Conseil
Sujet posté le 30/03/2009 à 10:03 par adminFaisant suite au débat d’orientation budgétaire qui s’était tenu lors du conseil municipal précédent, le premier élément d’importance de ce conseil était le vote sur le budget 2009. La présentation assez opaque de ce budget par le Maire-adjoint en charge des finances n’a pas permis de lever nos doutes sur ce budget : l’endettement demeure très important et les prévisions de recettes incertaines compte-tenu de la crise. De plus, la conception de ce budget semble avoir été faite en dépits du bon sens : les dépenses ont été fixées avant que la municipalité ne décide d’adapter les recettes, ce qui conduit le maire à proposer une nouvelle augmentation des impôts locaux ! Certes, après l’augmentation historique de l’an passé, l’accroissement d’un pourcent du taux telle que présenté par la municipalité semble limité, mais cela signifie en réalité plus de 10% d’augmentation sur la feuille d’impôt pour le contribuable…
Comme nous l’avions indiqué lors du conseil municipal précédent, nous avons analysé ce budget en fonction des réponses proposées vis-à-vis de la crise économique et sociale. Hélas, celles-ci sont dramatiquement insuffisantes:
- pas d’effort en faveur des PME et de l’emploi, sauf quelques mesurettes à la marge
- pas d’effort pour les plus faibles, sur les tarifs, l’aide sociale, l’aide aux personnes endettées…
- pas de diminution des dépenses alors que l’intercommunalité avec Suresnes aurait du permettre de dégager des marges d’action
- une hausse d’impôt qui se poursuit
- des cessions et acquisitions d’immeubles incohérentes (par exemple la revente d’une superbe demeure achetée un an auparavant pour en faire un musée de l’impressionnisme…)
C’est donc en conscience que nous avons voté contre ce budget qui n’est pas à la hauteur de la situation actuelle.
Autre élément sur lequel nous sommes intervenus, la poursuite de l’extension du droit de préemption urbain au profit de l’Établissement Public Foncier des Hauts-de-Seine, pour l’acquisition de propriétés cette fois-ci située à l’angle de l’avenue du Président Pompidou et de la rue de la Chapelle. Comme pour les projets d’acquisitions déjà signalés avenue Paul Doumer, nous avons tenu à rappeler notre inquiétude : non seulement ces projets d’acquisition se font sans qu’un projet urbain clair ne soit défini, mais surtout certains de ces secteurs sont déjà très denses et ne peuvent supporter de nouveaux immeubles. Cette densification rampante nous parait dangereuse : nous nous sommes abstenus sur cette délibération particulière, en demandant expressément des garanties sur les projets futurs de construction d’immeubles. De la même façon, nous avons mis en garde la municipalité contre toute velléité de profiter de sa demande de révision du Plan Local d’Urbanisme pour densifier les quartiers.

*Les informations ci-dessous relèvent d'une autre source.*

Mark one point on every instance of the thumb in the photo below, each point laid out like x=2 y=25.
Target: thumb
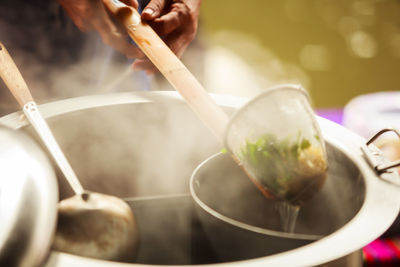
x=153 y=9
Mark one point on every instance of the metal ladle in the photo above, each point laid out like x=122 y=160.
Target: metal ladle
x=89 y=224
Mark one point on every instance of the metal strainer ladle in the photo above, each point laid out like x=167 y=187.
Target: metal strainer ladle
x=281 y=113
x=89 y=224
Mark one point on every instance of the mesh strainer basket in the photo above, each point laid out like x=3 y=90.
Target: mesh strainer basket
x=278 y=141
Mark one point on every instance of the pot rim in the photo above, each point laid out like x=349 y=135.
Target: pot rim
x=382 y=201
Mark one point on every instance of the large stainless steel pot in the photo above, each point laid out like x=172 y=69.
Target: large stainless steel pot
x=146 y=145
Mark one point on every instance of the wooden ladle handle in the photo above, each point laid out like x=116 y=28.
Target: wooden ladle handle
x=171 y=67
x=13 y=78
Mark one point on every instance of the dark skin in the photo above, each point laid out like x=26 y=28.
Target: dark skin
x=175 y=20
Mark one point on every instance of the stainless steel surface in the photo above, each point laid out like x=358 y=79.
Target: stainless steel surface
x=33 y=115
x=150 y=169
x=232 y=210
x=375 y=157
x=28 y=201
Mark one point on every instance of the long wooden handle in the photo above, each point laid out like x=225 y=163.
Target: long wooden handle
x=13 y=78
x=171 y=67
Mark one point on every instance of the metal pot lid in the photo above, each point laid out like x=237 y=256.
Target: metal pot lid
x=28 y=200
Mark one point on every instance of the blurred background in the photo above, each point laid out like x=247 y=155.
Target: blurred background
x=337 y=49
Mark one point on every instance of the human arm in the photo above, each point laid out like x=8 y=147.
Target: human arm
x=176 y=21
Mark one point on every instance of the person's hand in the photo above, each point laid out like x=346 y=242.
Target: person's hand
x=175 y=21
x=92 y=15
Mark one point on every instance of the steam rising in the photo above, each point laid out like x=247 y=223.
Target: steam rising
x=135 y=150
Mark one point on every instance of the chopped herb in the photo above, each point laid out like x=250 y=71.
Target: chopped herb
x=284 y=167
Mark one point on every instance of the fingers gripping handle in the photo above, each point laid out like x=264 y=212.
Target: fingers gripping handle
x=13 y=78
x=171 y=67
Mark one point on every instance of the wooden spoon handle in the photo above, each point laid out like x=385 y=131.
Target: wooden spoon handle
x=13 y=78
x=171 y=67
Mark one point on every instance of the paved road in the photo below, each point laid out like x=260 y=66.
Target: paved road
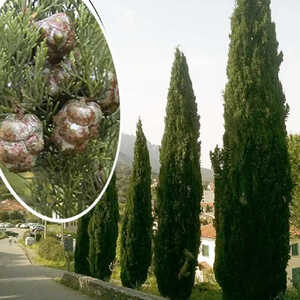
x=22 y=281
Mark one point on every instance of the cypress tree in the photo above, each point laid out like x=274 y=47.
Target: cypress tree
x=180 y=189
x=136 y=251
x=294 y=154
x=81 y=265
x=252 y=173
x=103 y=233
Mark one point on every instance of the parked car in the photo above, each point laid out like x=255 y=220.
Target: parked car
x=24 y=226
x=8 y=225
x=37 y=228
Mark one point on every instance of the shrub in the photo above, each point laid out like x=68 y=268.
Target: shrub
x=51 y=249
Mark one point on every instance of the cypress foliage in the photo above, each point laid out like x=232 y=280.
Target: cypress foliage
x=294 y=154
x=252 y=173
x=136 y=251
x=103 y=233
x=179 y=190
x=81 y=264
x=58 y=178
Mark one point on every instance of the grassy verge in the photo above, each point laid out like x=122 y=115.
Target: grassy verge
x=3 y=235
x=33 y=252
x=200 y=291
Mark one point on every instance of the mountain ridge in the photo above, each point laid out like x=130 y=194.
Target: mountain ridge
x=126 y=156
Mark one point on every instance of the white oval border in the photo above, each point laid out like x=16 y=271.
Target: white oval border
x=7 y=184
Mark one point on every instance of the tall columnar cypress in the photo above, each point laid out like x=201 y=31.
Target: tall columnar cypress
x=294 y=154
x=103 y=233
x=81 y=264
x=136 y=236
x=180 y=190
x=252 y=173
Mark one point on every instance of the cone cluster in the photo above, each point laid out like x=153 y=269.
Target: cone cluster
x=21 y=135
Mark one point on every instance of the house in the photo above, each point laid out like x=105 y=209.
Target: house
x=11 y=205
x=207 y=247
x=293 y=267
x=206 y=256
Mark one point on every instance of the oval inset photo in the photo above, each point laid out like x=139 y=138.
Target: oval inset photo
x=59 y=107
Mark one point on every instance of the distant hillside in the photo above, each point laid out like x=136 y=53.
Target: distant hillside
x=126 y=156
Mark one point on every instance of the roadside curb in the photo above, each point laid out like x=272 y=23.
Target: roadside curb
x=103 y=290
x=26 y=253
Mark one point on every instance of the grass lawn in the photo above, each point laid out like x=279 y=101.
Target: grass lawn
x=203 y=291
x=3 y=235
x=37 y=259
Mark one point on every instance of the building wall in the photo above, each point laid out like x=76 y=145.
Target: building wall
x=294 y=261
x=208 y=196
x=211 y=243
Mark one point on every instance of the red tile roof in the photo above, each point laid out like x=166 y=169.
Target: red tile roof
x=203 y=265
x=208 y=231
x=10 y=205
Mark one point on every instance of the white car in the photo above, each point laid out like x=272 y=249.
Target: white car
x=24 y=226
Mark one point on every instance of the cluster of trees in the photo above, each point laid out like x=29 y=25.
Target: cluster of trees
x=175 y=242
x=255 y=172
x=13 y=216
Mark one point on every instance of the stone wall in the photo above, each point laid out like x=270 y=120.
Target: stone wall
x=103 y=290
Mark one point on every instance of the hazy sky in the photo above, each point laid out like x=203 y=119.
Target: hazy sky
x=143 y=36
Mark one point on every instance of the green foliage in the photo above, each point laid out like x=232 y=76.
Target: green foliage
x=4 y=216
x=59 y=179
x=81 y=264
x=252 y=173
x=103 y=233
x=294 y=154
x=179 y=190
x=51 y=249
x=136 y=235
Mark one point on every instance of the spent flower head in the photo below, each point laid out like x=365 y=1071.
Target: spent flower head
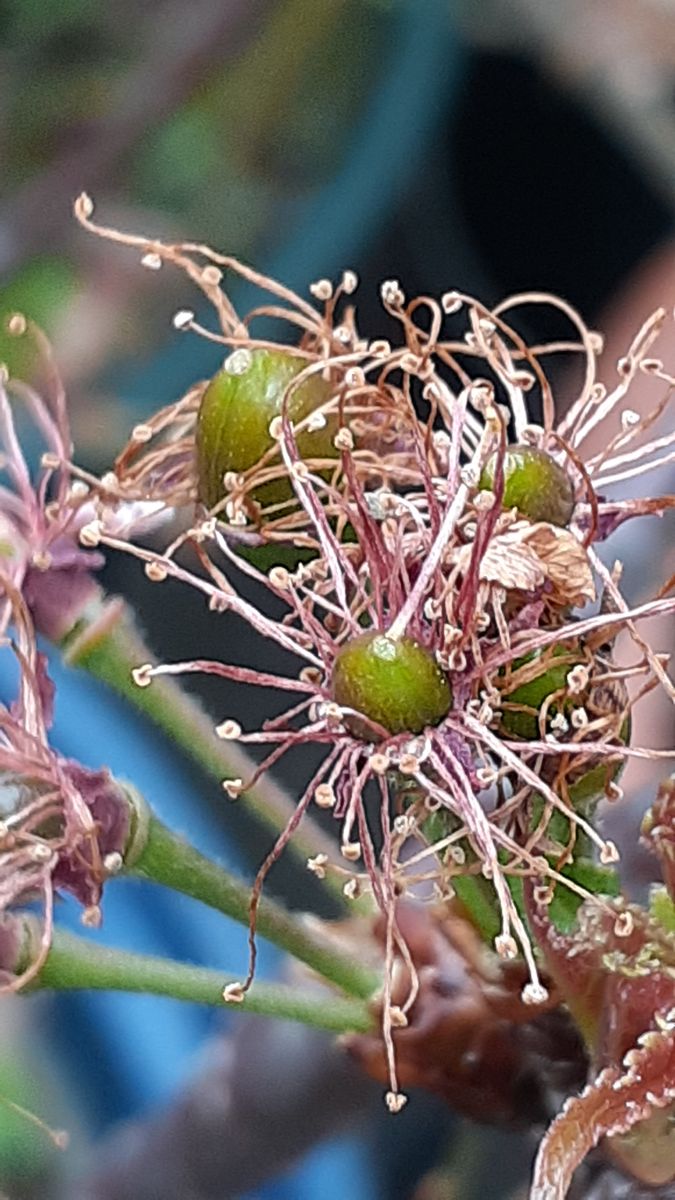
x=465 y=696
x=63 y=826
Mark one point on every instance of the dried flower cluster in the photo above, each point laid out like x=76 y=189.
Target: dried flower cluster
x=430 y=529
x=402 y=537
x=63 y=827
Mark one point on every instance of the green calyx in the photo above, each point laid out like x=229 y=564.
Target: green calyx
x=394 y=683
x=535 y=484
x=234 y=419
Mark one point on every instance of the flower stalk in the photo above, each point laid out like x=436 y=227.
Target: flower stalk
x=167 y=859
x=75 y=964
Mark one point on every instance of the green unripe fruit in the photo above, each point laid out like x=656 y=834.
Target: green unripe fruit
x=535 y=484
x=531 y=695
x=234 y=419
x=395 y=683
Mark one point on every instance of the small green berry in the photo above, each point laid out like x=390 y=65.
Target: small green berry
x=535 y=484
x=395 y=683
x=234 y=419
x=524 y=720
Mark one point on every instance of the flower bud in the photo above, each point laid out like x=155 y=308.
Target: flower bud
x=233 y=426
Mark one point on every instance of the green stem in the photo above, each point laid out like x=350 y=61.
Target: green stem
x=168 y=859
x=75 y=964
x=107 y=645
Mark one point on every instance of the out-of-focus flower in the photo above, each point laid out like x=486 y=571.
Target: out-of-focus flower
x=469 y=1037
x=40 y=551
x=63 y=827
x=470 y=717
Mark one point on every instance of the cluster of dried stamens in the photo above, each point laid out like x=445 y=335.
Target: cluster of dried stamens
x=402 y=539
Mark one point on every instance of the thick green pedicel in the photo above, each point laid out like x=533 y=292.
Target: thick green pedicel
x=395 y=683
x=535 y=484
x=234 y=419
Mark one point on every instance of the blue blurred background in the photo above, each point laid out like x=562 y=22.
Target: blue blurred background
x=489 y=147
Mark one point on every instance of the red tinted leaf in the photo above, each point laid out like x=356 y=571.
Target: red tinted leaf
x=616 y=1102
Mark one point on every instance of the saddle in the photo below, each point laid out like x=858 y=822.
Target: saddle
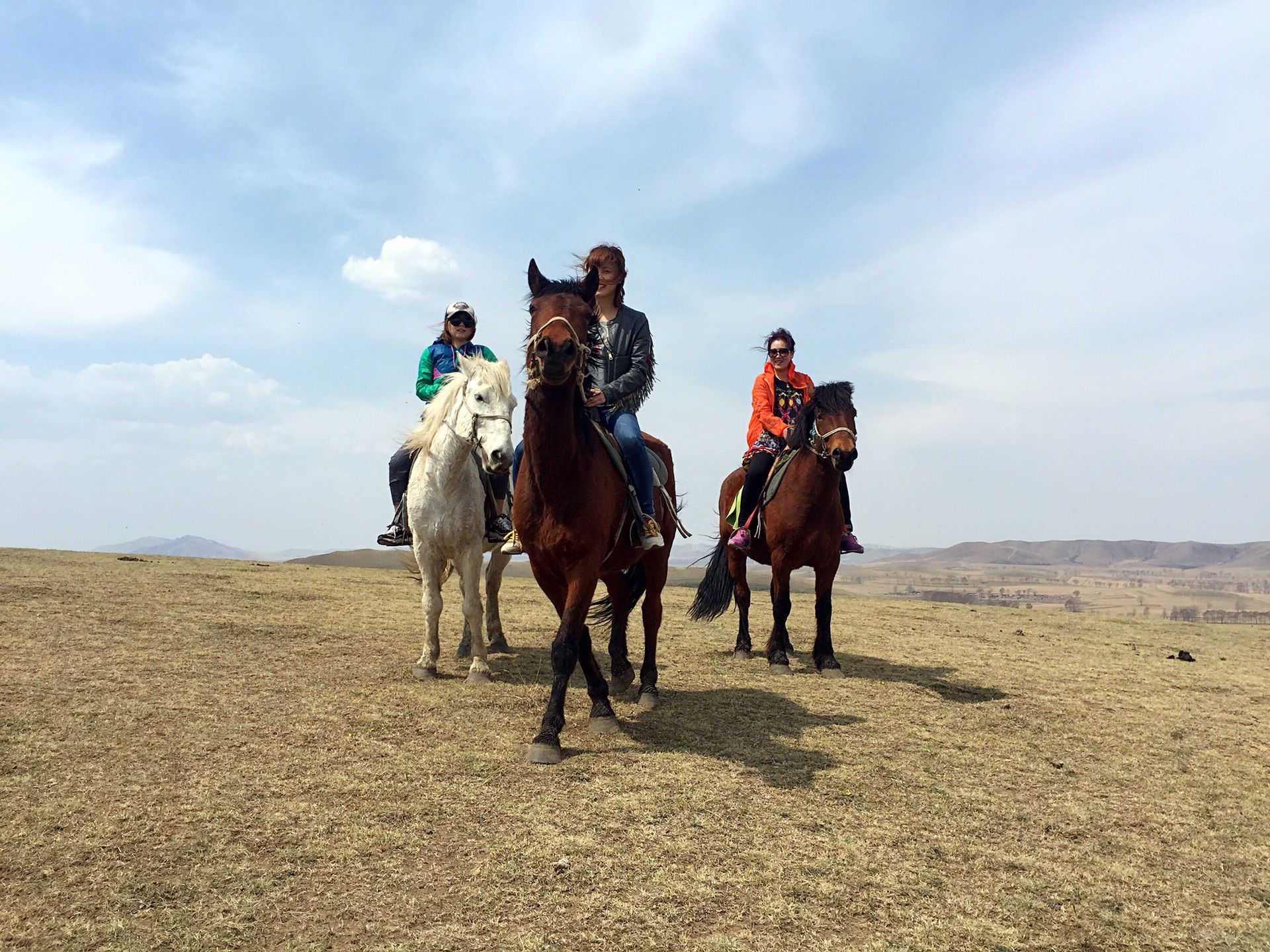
x=770 y=489
x=661 y=476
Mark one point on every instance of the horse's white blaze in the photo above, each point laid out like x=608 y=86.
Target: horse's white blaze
x=446 y=502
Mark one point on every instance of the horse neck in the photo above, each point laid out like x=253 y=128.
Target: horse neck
x=554 y=426
x=821 y=476
x=448 y=452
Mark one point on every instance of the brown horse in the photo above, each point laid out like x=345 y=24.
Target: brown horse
x=573 y=520
x=803 y=527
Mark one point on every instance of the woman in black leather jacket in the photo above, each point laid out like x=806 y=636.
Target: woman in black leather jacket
x=619 y=379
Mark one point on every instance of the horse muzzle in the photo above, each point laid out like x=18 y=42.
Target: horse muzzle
x=843 y=461
x=498 y=460
x=556 y=365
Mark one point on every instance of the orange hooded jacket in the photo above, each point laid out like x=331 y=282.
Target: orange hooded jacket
x=763 y=400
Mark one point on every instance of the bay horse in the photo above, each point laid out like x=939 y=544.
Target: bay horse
x=573 y=520
x=446 y=502
x=802 y=527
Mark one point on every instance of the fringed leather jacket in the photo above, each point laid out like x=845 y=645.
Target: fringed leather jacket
x=621 y=364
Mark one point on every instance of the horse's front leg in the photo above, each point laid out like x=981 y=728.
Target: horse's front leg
x=468 y=567
x=779 y=640
x=620 y=669
x=429 y=578
x=822 y=653
x=545 y=748
x=741 y=594
x=656 y=580
x=603 y=717
x=495 y=639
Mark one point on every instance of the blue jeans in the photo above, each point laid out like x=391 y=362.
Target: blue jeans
x=624 y=426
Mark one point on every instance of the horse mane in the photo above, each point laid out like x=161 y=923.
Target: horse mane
x=832 y=399
x=497 y=374
x=558 y=286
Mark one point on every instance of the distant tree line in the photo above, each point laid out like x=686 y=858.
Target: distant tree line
x=1220 y=616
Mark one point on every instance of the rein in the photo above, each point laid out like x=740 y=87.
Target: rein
x=535 y=371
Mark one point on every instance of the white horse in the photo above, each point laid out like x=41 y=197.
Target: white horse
x=446 y=500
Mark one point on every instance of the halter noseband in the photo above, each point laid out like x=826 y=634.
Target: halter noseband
x=535 y=372
x=462 y=404
x=818 y=444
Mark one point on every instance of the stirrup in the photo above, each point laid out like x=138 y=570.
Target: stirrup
x=651 y=534
x=512 y=543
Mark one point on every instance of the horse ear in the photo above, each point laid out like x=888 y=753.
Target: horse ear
x=589 y=286
x=536 y=281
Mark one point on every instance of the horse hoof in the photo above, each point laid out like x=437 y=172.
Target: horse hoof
x=542 y=754
x=603 y=725
x=620 y=682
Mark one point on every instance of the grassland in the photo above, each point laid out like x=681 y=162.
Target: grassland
x=202 y=754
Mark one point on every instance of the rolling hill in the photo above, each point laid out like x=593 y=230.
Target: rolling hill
x=1126 y=554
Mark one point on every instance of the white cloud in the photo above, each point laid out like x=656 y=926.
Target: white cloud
x=205 y=77
x=75 y=255
x=730 y=87
x=405 y=270
x=187 y=404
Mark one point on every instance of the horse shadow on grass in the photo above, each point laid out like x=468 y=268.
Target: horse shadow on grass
x=749 y=727
x=923 y=677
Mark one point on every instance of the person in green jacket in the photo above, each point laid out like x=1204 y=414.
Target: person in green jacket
x=440 y=358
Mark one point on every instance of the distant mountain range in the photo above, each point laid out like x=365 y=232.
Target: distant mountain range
x=1127 y=554
x=200 y=547
x=683 y=554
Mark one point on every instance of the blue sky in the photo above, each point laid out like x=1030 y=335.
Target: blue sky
x=1033 y=235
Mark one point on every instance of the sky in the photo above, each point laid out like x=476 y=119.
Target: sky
x=1034 y=237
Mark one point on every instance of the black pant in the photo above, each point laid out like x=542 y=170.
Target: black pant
x=399 y=477
x=756 y=477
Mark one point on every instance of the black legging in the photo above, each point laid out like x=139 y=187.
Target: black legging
x=756 y=477
x=399 y=477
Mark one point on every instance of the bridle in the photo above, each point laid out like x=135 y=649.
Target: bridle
x=472 y=441
x=535 y=371
x=818 y=444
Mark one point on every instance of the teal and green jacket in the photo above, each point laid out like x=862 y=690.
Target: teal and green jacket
x=440 y=360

Le maire nous a assuré qu’il n’en serait rien, nous jugerons aux actes.
Autre délibération, celle du changement de nom du village « Cœur de ville » qui redevient « centre-ville ». Nous avons profité de cette délibération pour demander à nouveau une estimation chiffrée du coût de la restructuration des conseils de villages et de la création de quatre nouveaux villages, estimation promise depuis un an…
Nous avons enfin tenu à demander à la municipalité, qui organise des ventes aux enchères pour ses véhicules et équipements informatiques usagés, de penser aux associations caritatives avant d’engager ces ventes, de façon à leur permettre de s’équiper gratuitement.